OSLO Giant South American wetlands are under threat from farming and house building and could shrink like Florida's Everglades last century, a study by U.N. experts said on Tuesday.
The report also said that global warming of 3-4 degrees Celsius could wreck 85 percent of the world's remaining wetlands from Bangladesh to Botswana, home to thousands of animal and plant species.
Soybean and sugar cane farming, gas pipelines, roads, factories and towns are squeezing the Pantanal, the world's largest freshwater wetlands, that straddles parts of Brazil, Paraguay and Bolivia, the report said.
"When you talk about environmental problems in Brazil you think about the Amazon. But people underestimate the importance of the Pantanal," Paulo Teixeira, leader of the report and head of the Pantanal Regional Environment Programme, told Reuters.
"The Pantanal is under threat from climate change and human pollution."
Large parts of the Pantanal, an area bigger than Greece measuring 165,000 sq km (63,710 sq miles), are pristine, he said.
But there were worries that it could become the "next Everglades," the wetlands in the U.S. state of Florida, withering under farms and homes since the 1940s and whose national park covers a fifth of their historic territory.

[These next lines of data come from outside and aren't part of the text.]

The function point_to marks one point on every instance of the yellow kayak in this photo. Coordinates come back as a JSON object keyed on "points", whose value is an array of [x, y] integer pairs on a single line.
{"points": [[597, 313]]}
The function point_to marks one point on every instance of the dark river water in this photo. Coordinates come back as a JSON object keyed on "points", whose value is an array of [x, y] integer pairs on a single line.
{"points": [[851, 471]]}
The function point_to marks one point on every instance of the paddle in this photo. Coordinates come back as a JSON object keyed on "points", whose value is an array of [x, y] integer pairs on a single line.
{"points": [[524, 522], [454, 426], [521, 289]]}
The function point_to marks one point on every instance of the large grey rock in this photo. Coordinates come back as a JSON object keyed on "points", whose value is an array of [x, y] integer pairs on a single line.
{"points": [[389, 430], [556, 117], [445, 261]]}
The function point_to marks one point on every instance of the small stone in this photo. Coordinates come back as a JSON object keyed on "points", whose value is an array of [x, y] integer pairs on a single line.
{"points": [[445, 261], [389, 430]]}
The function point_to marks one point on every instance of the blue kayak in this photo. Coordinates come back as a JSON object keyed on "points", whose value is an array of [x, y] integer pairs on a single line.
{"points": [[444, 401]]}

The remote Pantanal, however, does not face comparable pressures from millions of people drawn by Florida's balmy climate and dazzling beaches.
The Pantanal act as a sponge regulating flows to the Paraguay River and Parana River. Teixeira urged the three nations sharing the wetland to cooperate closely and avoid damaging a region which is home to 650 species of birds, 190 species of mammals from jaguars to giant anteaters, 270 types of fish and 1,100 different butterflies.
"Climate modification may cause some wetlands to dry up, and others to increase in size, fundamentally altering their ecology, biodiversity and species composition," said the report, published on World Water Day.
The scientific panel to the United Nations projected in 2001 that world temperatures could rise by 1.4-5.8 C by 2100. That could in turn trigger catastrophic droughts, floods and storms and raise sea levels by melting icecaps. Some scientists dismiss those projections as based on unreliable models.